The Berlin-based watchdog said the Egyptian military, the budget of which is largely unknown, has expanded its political power and economic ambitions and is "a largely opaque and unaccountable institution."
"Egypt's armed forces have under President el-Sissi expanded their privileged position in the country's economy, have grabbed full control over the political system and yet they are not under any meaningful scrutiny," said James Lynch, the group's deputy director.
The report estimates Egypt's military annual budget to be $4.4 billion. Over the years, the Egyptian military has built a vast economic empire that includes food, mineral water and land reclamation companies. Independent researchers say the armed forces control up to 40 percent of Egypt's economy, though the figures have not been officially confirmed.
In an interview earlier this week, el-Sissi slammed such estimates, saying the armed forces only control between 2 percent and 3 percent of the country's economy.
El-Sissi rose to power after he led the military overthrow of an elected Islamist president, Mohammed Morsi, whose one-year rule proved divisive.
Egypt was among the five largest weapon importers in the world in 2017, data from Stockholm International Peace Research Institute showed earlier this month.
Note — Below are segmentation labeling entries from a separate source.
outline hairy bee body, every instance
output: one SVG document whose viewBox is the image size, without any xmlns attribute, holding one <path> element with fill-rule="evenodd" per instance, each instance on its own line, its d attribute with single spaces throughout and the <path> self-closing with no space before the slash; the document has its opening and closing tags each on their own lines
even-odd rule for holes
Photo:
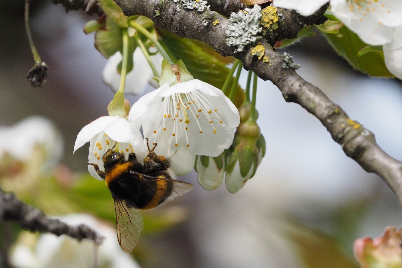
<svg viewBox="0 0 402 268">
<path fill-rule="evenodd" d="M 156 145 L 155 145 L 155 146 Z M 103 155 L 105 171 L 96 164 L 94 166 L 115 200 L 117 238 L 126 252 L 133 250 L 143 228 L 142 218 L 137 209 L 153 208 L 166 200 L 183 195 L 193 189 L 193 185 L 175 179 L 169 169 L 168 160 L 150 149 L 142 164 L 135 154 L 128 159 L 112 148 Z"/>
</svg>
Egypt continues to receive $1.3 billion in military aid annually from the United States.
"Western states, who could do much to influence this situation, are meanwhile failing to demand serious reform and instead carrying on with business as usual, while mistakenly still considering Egypt a trusted partner for security and stability in the region," Lynch said.
The report also urged the international community to promote domestic oversight of the Egyptian armed forces and make assistance available after the "basic levels of transparency and accountability" are met.